Table of Contents

Visualization and Data Presentation 2

The second lecture on visualization on October 20th mainly concerned Edward R. Tufte's general theory of graphics display put forth in his book “The Visual Display of Quantitative Information” (VDQI).

You can download the presentation slides here.

Here are some additional resources:

Questions

In the lecture there were two questions I could not respond to adequately, and I said I would answer them on the wiki.

Pulsar plot

One question concerned what was being depicted in the following figure taken from Tufte's VDQI book:

I don't really know anything more than what it says in the caption as I cannot access Hankins and Rickett's 1975 article that Tufte took the figure from. I did look up some information about pulsars (pulsating stars). They emit a beam of electromagnetic radiation at a fairly fixed interval. These pulses have a certain frequency spectrum that you could compare to a certain sound or color, but instead of matter or light, these waves are electromagnetic and at a much higher frequency. I'm not sure what the practical significance is, because the pulsar literature that I found with similar graphs isn't concerned with frequency, but other things like phase and longitude of the pulse. Perhaps I didn't look hard enough, but it is also possible that the field has changed focus since 1975 (which was only 8 years after the discovery of pulsars).
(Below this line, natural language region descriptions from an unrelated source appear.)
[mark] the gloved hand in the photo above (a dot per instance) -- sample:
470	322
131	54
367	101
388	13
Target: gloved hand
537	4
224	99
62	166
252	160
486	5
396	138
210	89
Each line in the graph presumably corresponds to a single pulse, which seems to be the general practice in the field. Apparently they are more interested in the differences between pulses, and less in how the magnitude of a certain frequency changes over time. If we use the color analogy again, this might make sense because the actual (perceivable) color depends on adding the entire frequency spectrum together, so the magnitude of any one frequency might not say much on its own (but this is just speculation on my part). The graph on top shows the average frequency spectrum / profile / “color”, and the graph on the side basically shows how the power of pulses varied over time.

Some resources on pulsars:

Rugplots

Another question asked about concrete examples of rugplots. As Tufte describes them, these consist of multiple dot-dash-plots connected by the dashes. Adjacent plots have one dimension in common and one that is different. This allows juxtaposition of relevant dimensions and comparison of variable pair relations in a way that a small multiple of scatterplots wouldn't. Furthermore, with sparse data, it is possible to track single datums through multiple variable dimensions.

This seemed like a nifty idea to me, but I have only been able to find one article that uses it: Studinger et al., “Determinants of Baroreflex Function in Juvenile End-Stage Renal Disease.” Figure 3 is a rugplot and seems like a natural way to depict stepwise regression, because there should usually be interesting relationships between subsequently added variables. However, I will admit that I don't fully understand from Table 5 why Figure 3 doesn't include more plots…

I will play around a bit with some of my own data sets and see if I can construct an illuminating rugplot.

I should also note that apparently people are also using the term “rugplot” to refer to single dot-dash-plots or even just to their “dash” parts. :-\ Furthermore, it appears that people have also invented completely new chart types that they called rugplots but have nothing to do with Tufte's. Eng & Salustri do cite Tufte and claim relation to his rugplots, but I don't see it. The rugplots by Hyde, Jank & Shmueli are completely unrelated (JSTOR articles are only available if you're on the university network; here is a more accessible tech report). You don't necessarily need to learn about these different “rugplots”, because they are designed for fairly specific applications. If you ever need to design new chart types for your own specific applications though, it can be interesting to see how these people went about doing that.